Should you use DNG format to store your photos?

In the last series of posts, I have discussed the pros and cons of different file formats. In the world of text files, PDF (portable document format) created by Adobe Systems, has become a defacto standard method of transmitting files across the Internet.  Adobe hopes to do the same thing with a universal image format they call DNG or digital negative format. DNG is based on the TIFF/EP standard format, and mandates significant use of metadata. Wikipedia.

Currently, a significant number of cameras support and natively capture images in DNG format. There is a very extensive list of cameras that are supported by the DNG format. You can find the list on the Adobe website here. RAW format is actually not a specific file format, it varies from manufacturer to manufacturer and from camera model to camera model. Some of the proprietary formats include: Canon’s .CRW and .CR2, Minolta’s .MRW, Olympus’ .ORF, and the various versions of Nikon’s .NEF.

For a concise explanation of RAW capture files, you may wish to read this article by Bruce Fraser called "Understanding Digital Raw Capture." Essentially, if you use your camera's built in converter to JPEGs you lose a whole lot of information captured by the camera. Using RAW files, you preserve the camera's data, albeit at a cost. The cost is the time and effort it takes to "develop" the RAW files into something you can use on the web or to send to a relative. Bruce Fraser gives the following analogy:
In some ways, it’s tempting to draw the analogy that shooting JPEG is like shooting transparency film while shooting raw is more like shooting negative film. With JPEG, as with transparency film, you need to get everything right in the camera, because there’s very little you can do to change it later. Shooting raw provides considerable latitude in determining the tonal rendition, like negatives, and also offers great freedom in interpreting the color balance and saturation. The fact that raw also lets you control detail rendition—noise reduction and sharpening—breaks the analogy but offers a further advantage.
 Now what does this mean to a real person doing genealogy? Using the DNG format gives you a possible way to preserve all of the information from your camera in a format that is likely to become one of the dominant methods of preserving that information. In using DNG you do not lose the original RAW data from the camera, all of that information is also preserved.
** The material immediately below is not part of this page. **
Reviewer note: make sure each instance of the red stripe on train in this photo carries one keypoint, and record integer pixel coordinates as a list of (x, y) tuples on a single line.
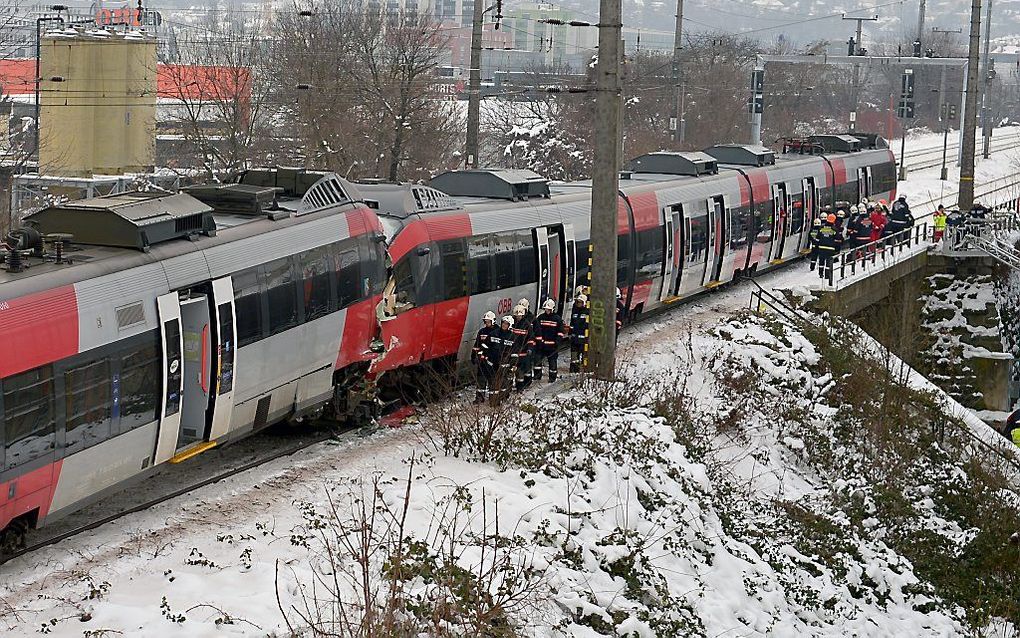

Now the downside. Most point and shoot cameras do not give you an option to save your files in any particular format. What you get when you download the image to your computer is what you get. You have no choice. Only higher end cameras provide the option of choosing the file format. As for scanners, they have some choices, but as of yet RAW is not one of them. Usually, with recent scanners however, you can save your files into the TIFF format.